I get up super-early each day, when the house is quiet and (as a morning person) I’m at my best, mentally. If I’m up early enough, I have two or three hours to devote to preparations. This used to be time to walk the neighborhood, maybe see the sunrise by the lighthouse at the end of my street (pictured above). No time for that now. I’m preparing for the next stage of my life, a life that doesn’t necessarily include a paycheck, and may not be in a community where English is the predominant language.
The “move to Mérida” bug hit us in 2010, and last year we bought a run-down property two blocks from the wide and leafy (by local standards) Paseo de Montejo. This year, we hired the architects and devised a floor plan. While all this is in motion, my morning time is spent learning…
- More about Mérida, the state of Yucatán, the Yucatán peninsula, and Mexico in general. Politics and culture are interesting to me, and I want to go in with eyes wide open.
- More about the Spanish language, and my vocabulary has improved much since the first trip, when every little shop sign and newspaper headline baffled me. The spoken language still escapes me, but I can almost sort-of read Diario de Yucatán without activating the Google translate function. I haven’t even begun to grasp Mayan linguistics.
- More about being an entrepreneur, which I’ll have to be if I don’t want to live off a fixed income. Pasta tiles don’t grow on trees, and neither does the pizza at Rescaldos.

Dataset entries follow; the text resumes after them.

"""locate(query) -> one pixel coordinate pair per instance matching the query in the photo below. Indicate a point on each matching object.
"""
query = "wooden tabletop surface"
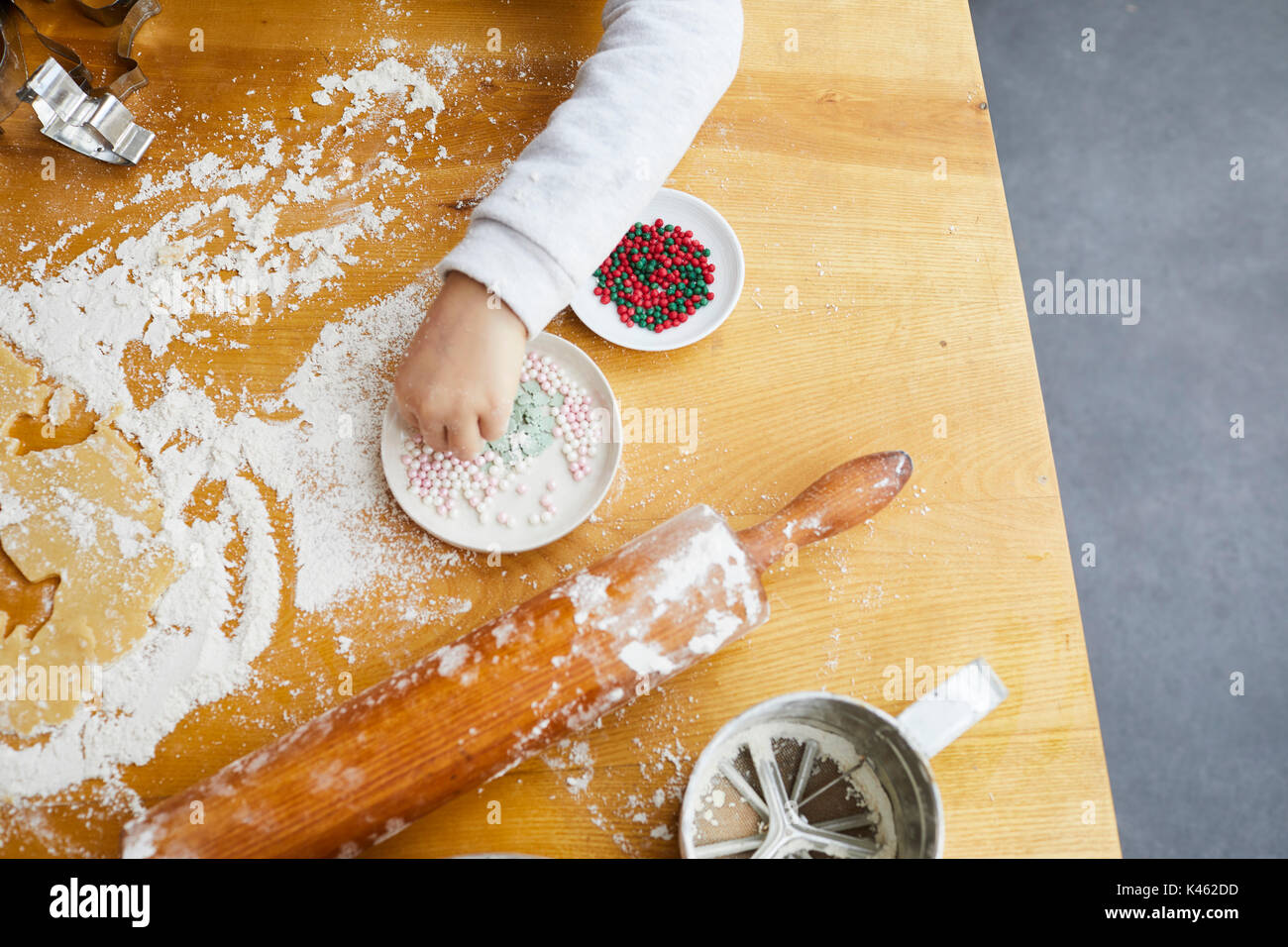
(883, 309)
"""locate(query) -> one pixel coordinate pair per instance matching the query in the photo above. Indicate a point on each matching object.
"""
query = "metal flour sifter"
(815, 775)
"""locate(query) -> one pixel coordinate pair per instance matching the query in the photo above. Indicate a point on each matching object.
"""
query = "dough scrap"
(88, 513)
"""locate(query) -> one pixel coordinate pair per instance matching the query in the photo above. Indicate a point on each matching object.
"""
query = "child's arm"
(660, 68)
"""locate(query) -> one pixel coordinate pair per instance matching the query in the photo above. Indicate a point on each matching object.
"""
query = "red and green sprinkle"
(657, 275)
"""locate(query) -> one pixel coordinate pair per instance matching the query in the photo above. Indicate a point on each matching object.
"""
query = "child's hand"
(462, 371)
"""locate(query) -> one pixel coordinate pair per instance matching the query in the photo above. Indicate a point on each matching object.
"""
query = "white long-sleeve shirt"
(636, 106)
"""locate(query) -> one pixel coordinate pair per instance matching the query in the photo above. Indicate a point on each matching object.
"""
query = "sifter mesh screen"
(838, 796)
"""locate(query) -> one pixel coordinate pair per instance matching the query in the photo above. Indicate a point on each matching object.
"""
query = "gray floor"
(1117, 163)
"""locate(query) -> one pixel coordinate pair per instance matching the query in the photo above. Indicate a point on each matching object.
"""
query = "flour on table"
(114, 515)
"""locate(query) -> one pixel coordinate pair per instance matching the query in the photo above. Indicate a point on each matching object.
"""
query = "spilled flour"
(262, 239)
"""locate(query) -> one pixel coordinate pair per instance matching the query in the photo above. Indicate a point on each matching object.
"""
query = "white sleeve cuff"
(516, 269)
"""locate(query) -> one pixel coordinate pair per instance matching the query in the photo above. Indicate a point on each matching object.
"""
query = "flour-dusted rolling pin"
(480, 706)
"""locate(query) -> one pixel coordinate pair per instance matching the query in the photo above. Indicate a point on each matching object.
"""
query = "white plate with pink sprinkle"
(535, 483)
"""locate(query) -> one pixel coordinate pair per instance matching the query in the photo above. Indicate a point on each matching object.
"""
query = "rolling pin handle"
(836, 501)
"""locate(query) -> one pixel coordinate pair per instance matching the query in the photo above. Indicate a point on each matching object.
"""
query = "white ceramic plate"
(575, 500)
(713, 231)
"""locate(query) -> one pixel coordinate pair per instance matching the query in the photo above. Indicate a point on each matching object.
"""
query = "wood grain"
(910, 331)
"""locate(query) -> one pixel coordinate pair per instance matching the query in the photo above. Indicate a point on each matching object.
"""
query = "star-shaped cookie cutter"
(98, 127)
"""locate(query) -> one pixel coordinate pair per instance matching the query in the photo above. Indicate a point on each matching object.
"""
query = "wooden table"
(861, 175)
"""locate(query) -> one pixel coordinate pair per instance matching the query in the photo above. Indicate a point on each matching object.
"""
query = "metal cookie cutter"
(98, 127)
(823, 776)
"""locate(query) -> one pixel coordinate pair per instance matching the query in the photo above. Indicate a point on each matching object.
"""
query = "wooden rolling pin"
(477, 707)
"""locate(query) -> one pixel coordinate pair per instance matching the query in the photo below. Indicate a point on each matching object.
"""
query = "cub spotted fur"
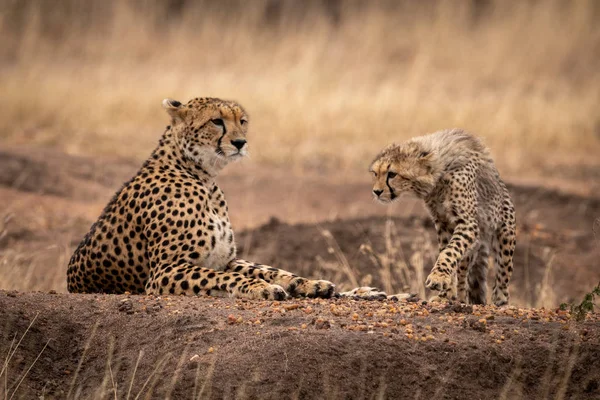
(452, 171)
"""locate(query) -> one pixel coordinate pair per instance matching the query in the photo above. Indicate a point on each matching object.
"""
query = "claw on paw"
(438, 281)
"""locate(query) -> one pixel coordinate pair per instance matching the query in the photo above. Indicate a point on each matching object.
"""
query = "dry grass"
(327, 83)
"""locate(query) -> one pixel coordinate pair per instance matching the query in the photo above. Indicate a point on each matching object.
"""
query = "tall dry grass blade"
(137, 363)
(29, 369)
(85, 350)
(546, 297)
(17, 346)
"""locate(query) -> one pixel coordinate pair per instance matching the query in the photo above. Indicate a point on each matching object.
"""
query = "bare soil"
(310, 349)
(318, 226)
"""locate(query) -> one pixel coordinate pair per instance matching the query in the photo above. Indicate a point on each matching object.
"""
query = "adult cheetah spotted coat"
(167, 230)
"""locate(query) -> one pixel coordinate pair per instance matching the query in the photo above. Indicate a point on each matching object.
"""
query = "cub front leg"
(295, 285)
(443, 276)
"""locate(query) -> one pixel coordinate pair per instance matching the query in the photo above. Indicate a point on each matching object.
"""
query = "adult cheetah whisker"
(174, 197)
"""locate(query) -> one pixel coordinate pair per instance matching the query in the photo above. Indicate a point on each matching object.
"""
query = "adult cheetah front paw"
(439, 281)
(265, 291)
(301, 287)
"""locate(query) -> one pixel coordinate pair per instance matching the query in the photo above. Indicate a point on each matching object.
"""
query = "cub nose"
(238, 143)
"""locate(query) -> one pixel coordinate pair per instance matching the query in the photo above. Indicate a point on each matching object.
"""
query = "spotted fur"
(454, 174)
(167, 230)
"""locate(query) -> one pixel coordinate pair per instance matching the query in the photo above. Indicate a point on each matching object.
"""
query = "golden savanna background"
(327, 84)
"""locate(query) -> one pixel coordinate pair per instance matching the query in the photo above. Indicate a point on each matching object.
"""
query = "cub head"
(400, 168)
(209, 131)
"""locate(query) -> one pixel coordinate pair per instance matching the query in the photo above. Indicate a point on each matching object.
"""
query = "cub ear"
(175, 109)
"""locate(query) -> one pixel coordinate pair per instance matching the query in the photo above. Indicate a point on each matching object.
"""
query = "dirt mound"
(90, 346)
(225, 348)
(396, 253)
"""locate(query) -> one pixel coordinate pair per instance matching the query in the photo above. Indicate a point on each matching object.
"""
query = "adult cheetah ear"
(175, 109)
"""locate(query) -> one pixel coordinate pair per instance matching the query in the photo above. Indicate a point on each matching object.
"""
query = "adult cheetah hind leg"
(504, 247)
(192, 280)
(295, 285)
(461, 278)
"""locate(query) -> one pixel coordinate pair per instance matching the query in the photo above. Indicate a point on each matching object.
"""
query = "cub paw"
(439, 281)
(438, 299)
(301, 287)
(365, 292)
(266, 291)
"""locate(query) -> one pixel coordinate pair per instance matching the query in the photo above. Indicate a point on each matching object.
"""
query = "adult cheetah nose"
(238, 143)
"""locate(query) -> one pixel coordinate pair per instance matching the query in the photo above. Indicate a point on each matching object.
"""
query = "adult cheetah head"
(402, 168)
(209, 131)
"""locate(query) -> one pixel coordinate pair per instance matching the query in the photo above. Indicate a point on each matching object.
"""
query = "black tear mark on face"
(387, 182)
(219, 149)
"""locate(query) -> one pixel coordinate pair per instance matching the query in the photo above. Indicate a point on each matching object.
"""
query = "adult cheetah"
(471, 209)
(167, 230)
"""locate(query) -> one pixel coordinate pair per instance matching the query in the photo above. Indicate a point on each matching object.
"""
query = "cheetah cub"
(452, 171)
(167, 230)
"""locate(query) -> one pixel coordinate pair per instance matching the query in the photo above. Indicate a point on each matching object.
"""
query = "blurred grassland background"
(326, 83)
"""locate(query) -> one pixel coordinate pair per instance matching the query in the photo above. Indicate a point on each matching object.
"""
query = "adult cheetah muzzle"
(167, 230)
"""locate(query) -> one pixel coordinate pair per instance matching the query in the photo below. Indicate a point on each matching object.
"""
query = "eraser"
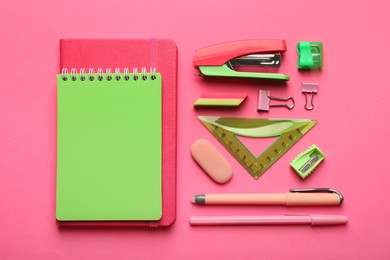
(211, 161)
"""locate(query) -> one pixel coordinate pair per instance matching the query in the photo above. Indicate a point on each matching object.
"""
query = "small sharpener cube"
(305, 163)
(310, 55)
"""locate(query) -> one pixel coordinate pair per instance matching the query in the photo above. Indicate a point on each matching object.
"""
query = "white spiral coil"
(108, 75)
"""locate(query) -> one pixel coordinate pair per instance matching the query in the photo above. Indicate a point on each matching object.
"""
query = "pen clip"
(330, 190)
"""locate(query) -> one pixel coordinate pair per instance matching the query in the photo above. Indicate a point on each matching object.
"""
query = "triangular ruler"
(288, 131)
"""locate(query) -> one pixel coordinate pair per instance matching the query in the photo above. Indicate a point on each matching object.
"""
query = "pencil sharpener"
(305, 163)
(310, 55)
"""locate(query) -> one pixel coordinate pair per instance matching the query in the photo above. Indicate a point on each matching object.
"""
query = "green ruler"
(288, 131)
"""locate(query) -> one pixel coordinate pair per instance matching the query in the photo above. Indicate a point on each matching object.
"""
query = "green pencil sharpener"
(310, 55)
(305, 163)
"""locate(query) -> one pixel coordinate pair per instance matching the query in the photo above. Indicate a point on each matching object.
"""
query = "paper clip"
(307, 89)
(265, 98)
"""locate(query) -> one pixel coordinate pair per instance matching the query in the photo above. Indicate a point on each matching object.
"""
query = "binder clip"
(223, 59)
(309, 89)
(265, 98)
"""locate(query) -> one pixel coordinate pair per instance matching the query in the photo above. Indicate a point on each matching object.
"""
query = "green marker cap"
(310, 55)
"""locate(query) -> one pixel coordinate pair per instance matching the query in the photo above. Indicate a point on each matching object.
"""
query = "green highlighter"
(305, 163)
(310, 55)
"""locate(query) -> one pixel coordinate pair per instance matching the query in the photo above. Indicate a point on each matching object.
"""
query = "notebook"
(116, 154)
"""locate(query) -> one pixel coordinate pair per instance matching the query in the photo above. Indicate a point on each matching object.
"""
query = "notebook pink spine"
(129, 53)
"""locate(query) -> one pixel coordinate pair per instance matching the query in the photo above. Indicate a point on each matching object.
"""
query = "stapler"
(223, 59)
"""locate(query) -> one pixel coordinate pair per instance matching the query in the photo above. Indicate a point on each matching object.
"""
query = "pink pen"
(296, 197)
(288, 219)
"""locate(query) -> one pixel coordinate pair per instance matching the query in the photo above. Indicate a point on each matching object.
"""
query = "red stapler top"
(219, 54)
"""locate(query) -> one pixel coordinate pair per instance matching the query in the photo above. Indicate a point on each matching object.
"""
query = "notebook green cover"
(109, 148)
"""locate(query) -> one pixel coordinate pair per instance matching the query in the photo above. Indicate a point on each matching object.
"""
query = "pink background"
(351, 108)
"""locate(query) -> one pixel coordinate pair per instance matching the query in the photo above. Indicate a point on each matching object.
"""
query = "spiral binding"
(82, 75)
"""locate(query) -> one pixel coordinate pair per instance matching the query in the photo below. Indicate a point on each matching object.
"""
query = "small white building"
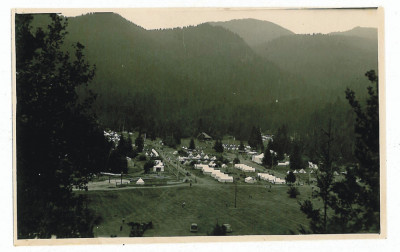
(159, 166)
(257, 158)
(140, 181)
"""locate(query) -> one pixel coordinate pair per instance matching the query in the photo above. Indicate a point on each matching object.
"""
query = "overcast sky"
(298, 21)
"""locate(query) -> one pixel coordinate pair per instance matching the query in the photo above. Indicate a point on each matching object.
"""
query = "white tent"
(140, 181)
(225, 179)
(154, 153)
(258, 158)
(249, 180)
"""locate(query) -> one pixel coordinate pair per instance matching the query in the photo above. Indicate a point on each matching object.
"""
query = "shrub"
(142, 157)
(148, 165)
(219, 230)
(293, 192)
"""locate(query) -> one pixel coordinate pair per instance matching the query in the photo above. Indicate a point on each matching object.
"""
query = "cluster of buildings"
(245, 168)
(112, 136)
(271, 178)
(217, 174)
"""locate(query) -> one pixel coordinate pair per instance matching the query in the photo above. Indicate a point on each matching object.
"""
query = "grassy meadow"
(258, 211)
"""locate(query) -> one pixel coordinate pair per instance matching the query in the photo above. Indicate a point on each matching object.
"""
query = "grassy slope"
(268, 213)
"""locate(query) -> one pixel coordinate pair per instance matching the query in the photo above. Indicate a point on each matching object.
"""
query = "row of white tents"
(245, 168)
(271, 178)
(198, 157)
(302, 171)
(217, 174)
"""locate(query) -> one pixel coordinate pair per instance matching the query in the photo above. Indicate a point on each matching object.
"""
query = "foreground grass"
(258, 211)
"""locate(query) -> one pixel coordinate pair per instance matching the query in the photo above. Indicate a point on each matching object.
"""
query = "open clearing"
(258, 211)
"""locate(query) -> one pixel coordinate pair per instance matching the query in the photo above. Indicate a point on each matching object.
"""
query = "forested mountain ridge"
(183, 80)
(163, 78)
(329, 61)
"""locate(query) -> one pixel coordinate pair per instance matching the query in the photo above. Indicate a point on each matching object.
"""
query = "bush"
(142, 157)
(293, 192)
(148, 165)
(183, 153)
(219, 230)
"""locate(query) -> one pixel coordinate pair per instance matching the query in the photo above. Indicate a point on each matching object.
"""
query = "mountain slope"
(254, 32)
(206, 78)
(175, 77)
(330, 61)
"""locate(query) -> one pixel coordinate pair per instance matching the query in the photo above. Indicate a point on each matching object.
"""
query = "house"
(257, 158)
(158, 167)
(204, 137)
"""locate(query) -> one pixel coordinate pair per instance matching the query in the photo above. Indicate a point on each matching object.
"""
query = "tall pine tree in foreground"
(354, 201)
(59, 144)
(357, 201)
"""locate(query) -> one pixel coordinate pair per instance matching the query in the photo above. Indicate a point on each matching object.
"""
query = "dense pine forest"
(82, 78)
(208, 78)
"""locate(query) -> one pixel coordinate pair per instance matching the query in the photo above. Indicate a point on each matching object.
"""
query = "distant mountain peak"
(358, 31)
(253, 31)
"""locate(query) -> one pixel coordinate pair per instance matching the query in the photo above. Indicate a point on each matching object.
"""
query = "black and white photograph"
(142, 123)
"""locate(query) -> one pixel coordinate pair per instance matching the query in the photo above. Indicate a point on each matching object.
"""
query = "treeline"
(176, 83)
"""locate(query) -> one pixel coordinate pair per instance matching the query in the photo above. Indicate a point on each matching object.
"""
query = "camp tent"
(258, 158)
(249, 180)
(140, 181)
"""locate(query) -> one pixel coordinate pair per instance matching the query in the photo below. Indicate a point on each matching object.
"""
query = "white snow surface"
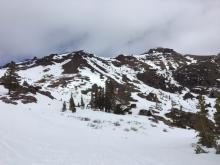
(43, 135)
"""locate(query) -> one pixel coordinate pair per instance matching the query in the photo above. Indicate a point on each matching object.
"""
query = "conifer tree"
(217, 115)
(94, 92)
(72, 106)
(11, 79)
(82, 103)
(64, 107)
(109, 96)
(206, 135)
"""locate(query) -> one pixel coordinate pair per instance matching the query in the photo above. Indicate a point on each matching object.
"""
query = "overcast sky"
(107, 27)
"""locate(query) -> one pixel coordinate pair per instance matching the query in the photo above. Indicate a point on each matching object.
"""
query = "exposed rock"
(200, 150)
(188, 96)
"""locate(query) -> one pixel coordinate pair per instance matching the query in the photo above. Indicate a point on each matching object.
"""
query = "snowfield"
(40, 134)
(34, 135)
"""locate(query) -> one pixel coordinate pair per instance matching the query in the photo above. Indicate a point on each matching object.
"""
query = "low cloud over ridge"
(107, 27)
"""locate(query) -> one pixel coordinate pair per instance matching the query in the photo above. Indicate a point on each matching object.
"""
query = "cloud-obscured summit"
(39, 27)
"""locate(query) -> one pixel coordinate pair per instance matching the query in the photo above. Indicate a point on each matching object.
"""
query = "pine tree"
(64, 107)
(11, 79)
(82, 103)
(109, 96)
(206, 135)
(217, 115)
(72, 106)
(94, 92)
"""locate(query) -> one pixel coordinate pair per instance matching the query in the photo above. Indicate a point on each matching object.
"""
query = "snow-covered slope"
(38, 133)
(45, 137)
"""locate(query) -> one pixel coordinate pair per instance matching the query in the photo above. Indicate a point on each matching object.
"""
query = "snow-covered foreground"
(48, 137)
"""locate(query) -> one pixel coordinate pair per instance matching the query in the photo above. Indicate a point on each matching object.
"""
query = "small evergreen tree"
(206, 135)
(109, 96)
(217, 115)
(82, 103)
(72, 106)
(11, 79)
(64, 107)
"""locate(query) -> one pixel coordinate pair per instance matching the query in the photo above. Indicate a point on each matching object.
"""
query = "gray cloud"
(107, 27)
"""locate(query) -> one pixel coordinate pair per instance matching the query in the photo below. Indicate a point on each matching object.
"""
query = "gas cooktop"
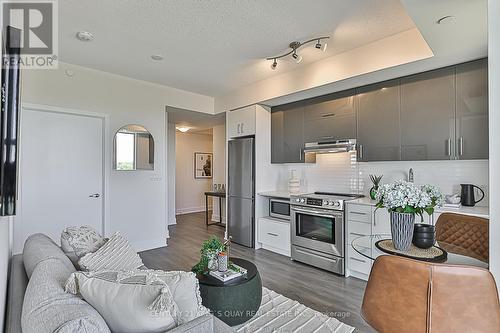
(325, 200)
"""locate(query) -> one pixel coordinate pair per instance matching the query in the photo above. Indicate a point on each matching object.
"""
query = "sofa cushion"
(129, 303)
(116, 254)
(39, 247)
(78, 241)
(48, 308)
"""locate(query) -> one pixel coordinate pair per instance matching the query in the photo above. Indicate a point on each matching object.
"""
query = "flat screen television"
(9, 119)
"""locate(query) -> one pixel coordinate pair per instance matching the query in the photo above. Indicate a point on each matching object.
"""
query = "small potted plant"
(210, 250)
(404, 200)
(376, 183)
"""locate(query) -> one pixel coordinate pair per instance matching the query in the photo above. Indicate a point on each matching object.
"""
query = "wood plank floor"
(320, 290)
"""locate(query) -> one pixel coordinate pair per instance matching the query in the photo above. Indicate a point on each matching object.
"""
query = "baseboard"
(149, 244)
(188, 210)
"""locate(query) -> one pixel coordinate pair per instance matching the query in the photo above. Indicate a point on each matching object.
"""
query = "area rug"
(278, 313)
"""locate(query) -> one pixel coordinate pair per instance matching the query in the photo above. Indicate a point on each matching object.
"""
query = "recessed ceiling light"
(84, 36)
(446, 19)
(69, 73)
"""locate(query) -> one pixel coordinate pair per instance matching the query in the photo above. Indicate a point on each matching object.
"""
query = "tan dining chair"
(464, 234)
(405, 295)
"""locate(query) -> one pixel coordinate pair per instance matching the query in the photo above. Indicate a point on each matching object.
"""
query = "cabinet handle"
(360, 151)
(460, 146)
(448, 147)
(356, 259)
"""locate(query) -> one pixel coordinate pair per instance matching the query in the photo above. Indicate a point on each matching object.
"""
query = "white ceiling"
(197, 122)
(214, 47)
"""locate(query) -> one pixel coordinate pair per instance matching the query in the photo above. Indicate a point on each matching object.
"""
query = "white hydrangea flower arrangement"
(405, 197)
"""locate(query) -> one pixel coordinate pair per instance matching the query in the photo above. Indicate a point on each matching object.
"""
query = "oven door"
(279, 208)
(318, 229)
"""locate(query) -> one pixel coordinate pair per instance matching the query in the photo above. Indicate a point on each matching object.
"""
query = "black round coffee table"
(235, 301)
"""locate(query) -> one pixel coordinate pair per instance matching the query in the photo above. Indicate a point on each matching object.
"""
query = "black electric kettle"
(467, 195)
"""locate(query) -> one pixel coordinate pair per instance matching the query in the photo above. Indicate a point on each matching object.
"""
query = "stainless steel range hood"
(332, 146)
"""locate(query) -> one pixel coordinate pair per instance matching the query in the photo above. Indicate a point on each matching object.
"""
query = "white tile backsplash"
(342, 173)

Three bullet points don’t look like much, but they create quite a burdensome checklist. The third bullet point is foremost in my mind right now, although I still find myself absorbing news stories, other blogs and (believe it or not) the real estate listings. It’s all bewildering, but especially the real estate market, where I see that reduced sales have created a glut of homes for sale in Centro. But I’m always hearing that prices are escalating every year. Can both be true?
So my Rosetta Stone, Fluenz and Pimsleur lessons are on the shelf. I glance news headlines from Mexico for about 10 minutes each morning. I indulge a little on whatever new YouTube videos have been posted from Yucatán, which aren’t as frequent as they used to be. But then I cram literature on business, and work on my new enterprise, for a couple hours each day. And then I go off to my “day job,” the one that I’m assuming will evaporate in a few years, which is propelling my “moving to Mérida” checklist to begin with.